[Watch and Discuss] Can We Stop AI from Scheming? (Apollo Research)
Details
This week we'll be watching and discussing an interview of Bronson Schoen, the lead author of a recent paper on AI scheming published in collaboration with OpenAI.
We'll watch (part) of the interview together, but feel free to check it out beforehand: https://youtu.be/ZnjAnPlKCAg
The paper they discuss, Stress Testing Deliberative Alignment for Anti-Scheming Training, explores how frontier models can engage in covert behavior: secretly breaking rules, sandbagging on evaluations, and developing their own internal language in their chain of thought. The interview covers how anti-scheming training works, why deceptive behavior shows up across all major labs, and what a future "science of scheming" might look like.
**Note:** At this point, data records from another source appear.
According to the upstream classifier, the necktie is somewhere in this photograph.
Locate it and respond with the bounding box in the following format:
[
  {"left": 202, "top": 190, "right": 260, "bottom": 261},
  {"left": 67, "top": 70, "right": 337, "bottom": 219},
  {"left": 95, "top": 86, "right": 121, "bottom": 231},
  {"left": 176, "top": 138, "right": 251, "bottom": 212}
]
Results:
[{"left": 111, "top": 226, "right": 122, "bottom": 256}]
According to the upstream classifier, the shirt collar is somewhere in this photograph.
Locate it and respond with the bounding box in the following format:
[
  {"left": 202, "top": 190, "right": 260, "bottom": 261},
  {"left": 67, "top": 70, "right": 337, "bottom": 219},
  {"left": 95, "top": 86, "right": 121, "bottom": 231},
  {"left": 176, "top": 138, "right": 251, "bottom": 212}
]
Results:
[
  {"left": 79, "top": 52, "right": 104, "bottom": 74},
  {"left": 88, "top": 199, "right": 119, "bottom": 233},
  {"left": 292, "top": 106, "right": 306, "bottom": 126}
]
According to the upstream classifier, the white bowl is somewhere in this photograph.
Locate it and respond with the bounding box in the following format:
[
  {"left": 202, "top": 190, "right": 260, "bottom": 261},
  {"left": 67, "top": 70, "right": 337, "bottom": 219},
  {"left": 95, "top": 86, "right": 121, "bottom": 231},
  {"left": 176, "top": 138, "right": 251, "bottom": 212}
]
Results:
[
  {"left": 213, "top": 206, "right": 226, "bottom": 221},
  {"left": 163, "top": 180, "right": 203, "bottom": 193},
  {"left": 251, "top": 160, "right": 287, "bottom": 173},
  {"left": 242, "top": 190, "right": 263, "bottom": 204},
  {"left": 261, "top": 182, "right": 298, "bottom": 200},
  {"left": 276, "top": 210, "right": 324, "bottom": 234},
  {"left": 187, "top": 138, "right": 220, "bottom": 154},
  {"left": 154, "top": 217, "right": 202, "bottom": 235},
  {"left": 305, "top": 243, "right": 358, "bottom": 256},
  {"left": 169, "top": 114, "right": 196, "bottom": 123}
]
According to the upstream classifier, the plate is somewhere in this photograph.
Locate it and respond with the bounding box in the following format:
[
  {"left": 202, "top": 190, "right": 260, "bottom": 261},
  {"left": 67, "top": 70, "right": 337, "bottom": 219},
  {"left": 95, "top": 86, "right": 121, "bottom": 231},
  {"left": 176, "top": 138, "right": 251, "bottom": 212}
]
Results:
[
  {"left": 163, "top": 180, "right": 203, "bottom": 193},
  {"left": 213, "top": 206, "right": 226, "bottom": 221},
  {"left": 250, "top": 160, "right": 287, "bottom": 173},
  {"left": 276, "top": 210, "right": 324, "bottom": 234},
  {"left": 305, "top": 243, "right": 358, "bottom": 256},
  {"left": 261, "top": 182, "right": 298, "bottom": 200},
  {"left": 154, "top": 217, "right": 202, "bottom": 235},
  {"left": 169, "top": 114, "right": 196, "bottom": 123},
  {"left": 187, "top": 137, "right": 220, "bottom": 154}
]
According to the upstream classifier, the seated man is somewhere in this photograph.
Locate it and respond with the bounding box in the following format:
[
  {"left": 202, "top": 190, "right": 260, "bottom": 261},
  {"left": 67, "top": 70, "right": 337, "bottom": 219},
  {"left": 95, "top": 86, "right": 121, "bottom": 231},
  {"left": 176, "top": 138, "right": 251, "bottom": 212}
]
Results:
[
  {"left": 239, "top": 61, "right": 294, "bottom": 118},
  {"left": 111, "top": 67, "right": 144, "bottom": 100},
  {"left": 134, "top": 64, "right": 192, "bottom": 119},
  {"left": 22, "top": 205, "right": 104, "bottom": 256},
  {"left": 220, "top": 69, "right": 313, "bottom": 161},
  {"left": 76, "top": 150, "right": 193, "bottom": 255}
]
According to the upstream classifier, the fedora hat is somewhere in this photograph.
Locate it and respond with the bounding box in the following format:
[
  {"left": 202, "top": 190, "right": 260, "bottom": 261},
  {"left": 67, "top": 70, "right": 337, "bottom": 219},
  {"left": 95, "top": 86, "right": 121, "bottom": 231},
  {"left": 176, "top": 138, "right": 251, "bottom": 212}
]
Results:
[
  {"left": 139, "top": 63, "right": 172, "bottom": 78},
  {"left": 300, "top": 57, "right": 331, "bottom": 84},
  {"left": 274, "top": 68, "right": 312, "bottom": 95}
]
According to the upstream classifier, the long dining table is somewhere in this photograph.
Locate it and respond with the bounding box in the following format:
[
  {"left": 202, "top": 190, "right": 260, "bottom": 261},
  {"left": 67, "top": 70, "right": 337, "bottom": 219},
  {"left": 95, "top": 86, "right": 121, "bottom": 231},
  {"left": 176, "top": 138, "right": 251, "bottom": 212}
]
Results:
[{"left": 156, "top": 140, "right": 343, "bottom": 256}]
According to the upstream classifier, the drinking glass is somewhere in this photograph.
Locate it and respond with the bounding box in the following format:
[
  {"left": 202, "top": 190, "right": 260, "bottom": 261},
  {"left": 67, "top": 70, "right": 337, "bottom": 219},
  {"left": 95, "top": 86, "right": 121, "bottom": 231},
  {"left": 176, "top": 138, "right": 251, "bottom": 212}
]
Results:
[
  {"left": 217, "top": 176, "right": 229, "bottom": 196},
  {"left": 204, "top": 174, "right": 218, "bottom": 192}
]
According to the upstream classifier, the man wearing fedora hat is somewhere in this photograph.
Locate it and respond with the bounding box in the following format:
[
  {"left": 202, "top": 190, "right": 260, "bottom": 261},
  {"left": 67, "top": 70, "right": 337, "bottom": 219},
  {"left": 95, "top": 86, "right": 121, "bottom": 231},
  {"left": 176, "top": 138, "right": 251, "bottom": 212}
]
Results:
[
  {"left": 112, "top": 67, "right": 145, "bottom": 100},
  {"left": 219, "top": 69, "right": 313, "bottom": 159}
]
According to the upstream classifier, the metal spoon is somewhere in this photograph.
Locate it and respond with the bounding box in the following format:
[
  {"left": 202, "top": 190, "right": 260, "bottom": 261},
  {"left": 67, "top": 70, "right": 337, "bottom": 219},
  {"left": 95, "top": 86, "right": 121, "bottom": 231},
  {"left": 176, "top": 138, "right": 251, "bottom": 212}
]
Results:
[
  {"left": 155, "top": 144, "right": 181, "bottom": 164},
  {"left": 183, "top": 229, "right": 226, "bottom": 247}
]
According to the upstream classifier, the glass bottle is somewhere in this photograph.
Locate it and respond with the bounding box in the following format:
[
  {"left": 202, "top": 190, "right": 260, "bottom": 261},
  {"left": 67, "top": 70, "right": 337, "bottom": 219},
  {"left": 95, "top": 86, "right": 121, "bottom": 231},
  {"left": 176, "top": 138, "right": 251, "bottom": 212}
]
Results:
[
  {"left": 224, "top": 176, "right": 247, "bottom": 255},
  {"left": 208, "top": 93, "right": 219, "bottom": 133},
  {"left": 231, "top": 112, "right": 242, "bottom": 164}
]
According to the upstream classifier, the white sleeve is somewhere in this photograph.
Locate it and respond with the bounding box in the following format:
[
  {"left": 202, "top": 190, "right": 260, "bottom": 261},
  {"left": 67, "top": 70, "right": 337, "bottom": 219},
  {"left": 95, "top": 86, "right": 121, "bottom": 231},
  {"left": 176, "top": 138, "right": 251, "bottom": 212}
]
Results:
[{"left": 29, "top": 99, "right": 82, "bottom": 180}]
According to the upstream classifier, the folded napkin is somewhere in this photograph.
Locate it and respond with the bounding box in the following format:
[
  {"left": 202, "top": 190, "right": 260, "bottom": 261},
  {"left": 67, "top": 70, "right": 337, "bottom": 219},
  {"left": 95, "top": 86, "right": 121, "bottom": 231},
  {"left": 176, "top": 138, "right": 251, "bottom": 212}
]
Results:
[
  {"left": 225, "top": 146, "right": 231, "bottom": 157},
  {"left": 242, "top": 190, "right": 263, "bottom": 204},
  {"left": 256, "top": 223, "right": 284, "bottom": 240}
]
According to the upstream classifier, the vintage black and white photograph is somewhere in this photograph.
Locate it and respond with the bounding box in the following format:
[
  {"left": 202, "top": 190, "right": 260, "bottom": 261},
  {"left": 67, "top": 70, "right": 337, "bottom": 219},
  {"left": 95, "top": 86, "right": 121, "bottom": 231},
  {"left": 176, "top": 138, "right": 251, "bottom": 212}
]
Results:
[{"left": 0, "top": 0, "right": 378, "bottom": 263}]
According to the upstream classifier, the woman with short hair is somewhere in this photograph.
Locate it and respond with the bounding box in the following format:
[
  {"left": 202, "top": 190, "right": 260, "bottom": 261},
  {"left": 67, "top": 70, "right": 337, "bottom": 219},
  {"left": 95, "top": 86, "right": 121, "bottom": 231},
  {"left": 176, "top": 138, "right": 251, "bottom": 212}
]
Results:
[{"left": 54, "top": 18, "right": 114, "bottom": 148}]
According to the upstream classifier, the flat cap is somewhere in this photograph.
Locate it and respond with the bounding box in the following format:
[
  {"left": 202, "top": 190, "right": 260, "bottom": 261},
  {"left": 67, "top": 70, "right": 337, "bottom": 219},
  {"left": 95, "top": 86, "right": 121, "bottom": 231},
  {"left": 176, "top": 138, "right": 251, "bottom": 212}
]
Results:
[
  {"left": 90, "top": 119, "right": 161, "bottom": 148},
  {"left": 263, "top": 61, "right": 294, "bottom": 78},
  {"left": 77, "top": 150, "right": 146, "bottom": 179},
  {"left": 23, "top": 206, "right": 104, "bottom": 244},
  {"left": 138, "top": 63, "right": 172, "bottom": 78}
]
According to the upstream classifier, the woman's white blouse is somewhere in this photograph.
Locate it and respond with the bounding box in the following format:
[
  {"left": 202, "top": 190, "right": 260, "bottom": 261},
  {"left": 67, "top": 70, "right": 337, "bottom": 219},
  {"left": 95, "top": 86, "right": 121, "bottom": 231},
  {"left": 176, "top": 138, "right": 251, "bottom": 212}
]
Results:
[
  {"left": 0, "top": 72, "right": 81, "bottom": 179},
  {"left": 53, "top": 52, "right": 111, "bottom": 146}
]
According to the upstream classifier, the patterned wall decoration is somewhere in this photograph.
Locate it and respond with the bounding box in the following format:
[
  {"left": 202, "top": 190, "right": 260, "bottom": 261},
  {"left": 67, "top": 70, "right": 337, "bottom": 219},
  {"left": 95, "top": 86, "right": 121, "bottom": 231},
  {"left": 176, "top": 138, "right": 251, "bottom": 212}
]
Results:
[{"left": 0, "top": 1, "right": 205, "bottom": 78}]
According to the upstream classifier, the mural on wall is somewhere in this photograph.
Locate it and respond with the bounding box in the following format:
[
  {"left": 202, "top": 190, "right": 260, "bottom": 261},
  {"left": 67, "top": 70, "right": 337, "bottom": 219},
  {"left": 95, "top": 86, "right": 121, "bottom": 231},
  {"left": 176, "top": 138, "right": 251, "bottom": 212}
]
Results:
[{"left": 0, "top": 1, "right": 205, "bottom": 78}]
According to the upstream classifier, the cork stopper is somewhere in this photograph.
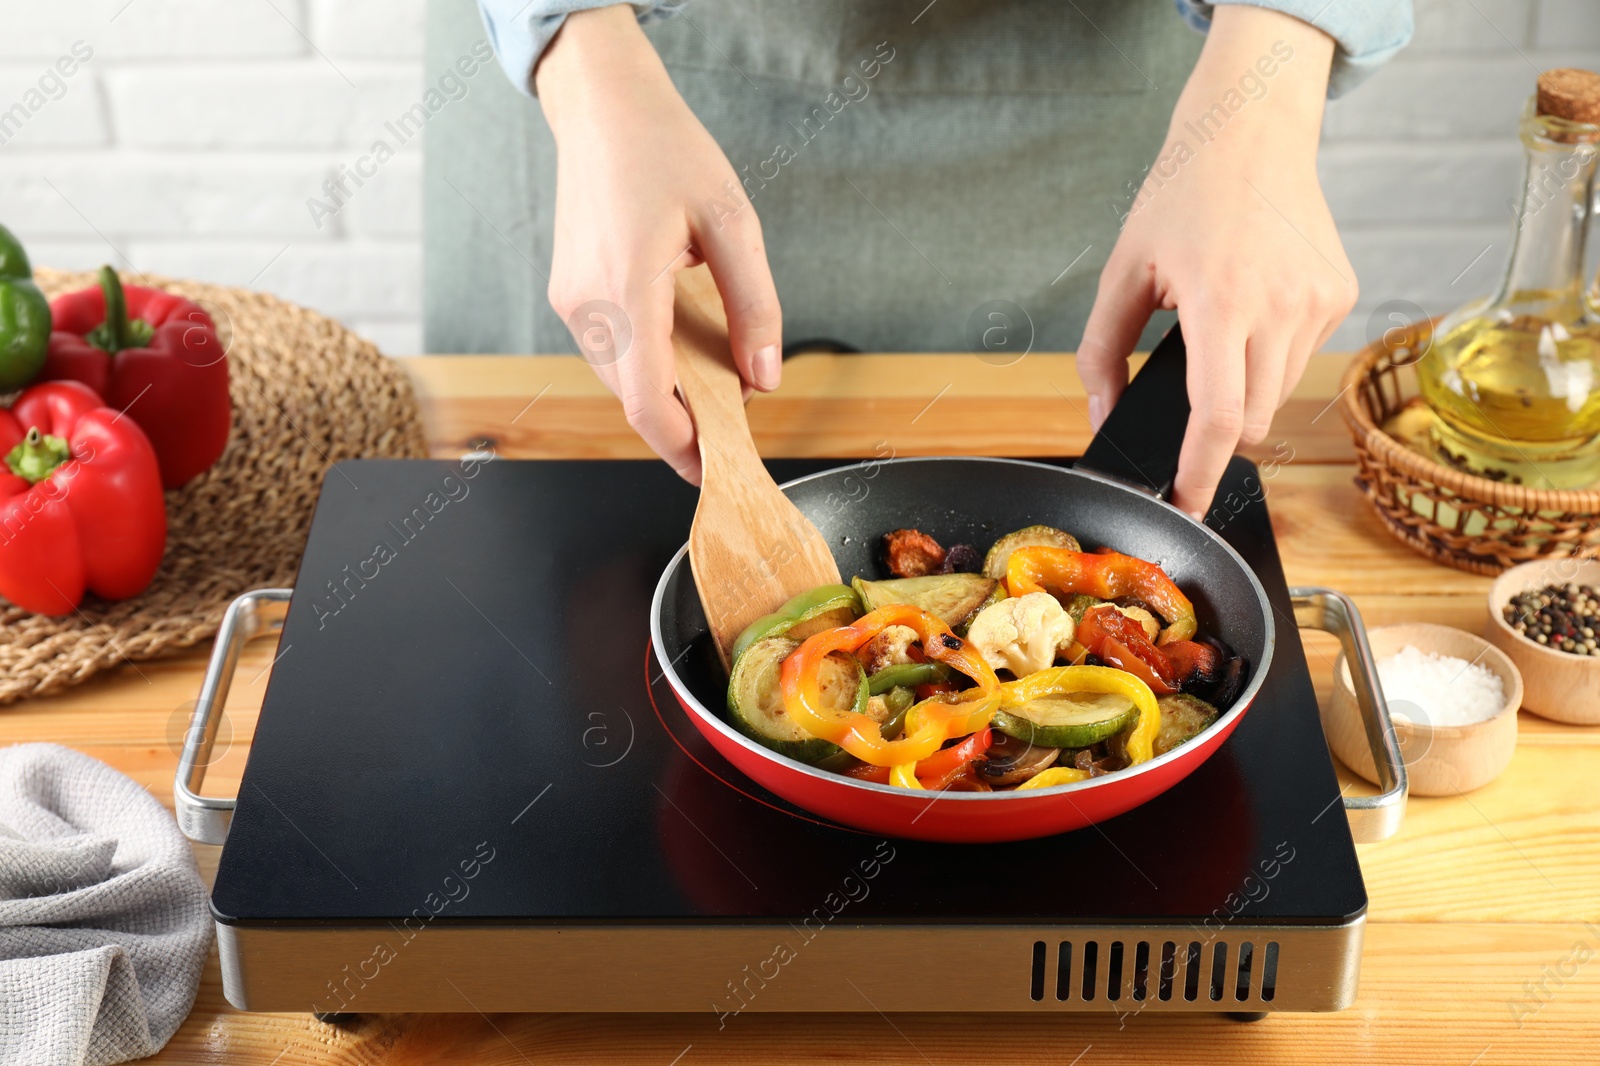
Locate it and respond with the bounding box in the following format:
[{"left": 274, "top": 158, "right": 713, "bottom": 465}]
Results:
[{"left": 1537, "top": 68, "right": 1600, "bottom": 126}]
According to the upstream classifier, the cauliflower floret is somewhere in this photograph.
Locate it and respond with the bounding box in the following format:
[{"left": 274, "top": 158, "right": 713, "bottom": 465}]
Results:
[
  {"left": 860, "top": 624, "right": 919, "bottom": 674},
  {"left": 1114, "top": 605, "right": 1161, "bottom": 643},
  {"left": 966, "top": 592, "right": 1076, "bottom": 677}
]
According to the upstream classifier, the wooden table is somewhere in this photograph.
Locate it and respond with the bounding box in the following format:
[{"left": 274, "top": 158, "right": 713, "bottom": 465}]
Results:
[{"left": 7, "top": 353, "right": 1597, "bottom": 1064}]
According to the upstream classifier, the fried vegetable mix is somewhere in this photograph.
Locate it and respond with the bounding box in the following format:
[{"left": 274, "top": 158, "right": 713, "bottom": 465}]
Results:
[{"left": 723, "top": 524, "right": 1243, "bottom": 792}]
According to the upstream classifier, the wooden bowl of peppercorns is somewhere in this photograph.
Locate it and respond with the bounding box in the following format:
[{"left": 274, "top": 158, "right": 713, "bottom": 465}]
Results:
[{"left": 1488, "top": 560, "right": 1600, "bottom": 724}]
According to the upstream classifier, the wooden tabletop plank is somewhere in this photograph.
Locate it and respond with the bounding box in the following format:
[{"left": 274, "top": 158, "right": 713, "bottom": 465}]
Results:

If you'd like to come with thoughts ready, feel free to skim the paper in advance:
apolloresearch.ai/research/stress-testing-deliberative-alignment-for-anti-scheming-training
📅 March 4th, 18:00
📍 Sveavägen 76 (EA Sweden Office)
🍌 Snacks will be provided
(Note that we also post our events on Facebook, so the Meetup attendee list is not indicative of the total number of participants.)
We're looking forward to seeing you there! Ring "Effektiv Altruism" when you arrive and we'll let you in, then we're up two flights of stairs.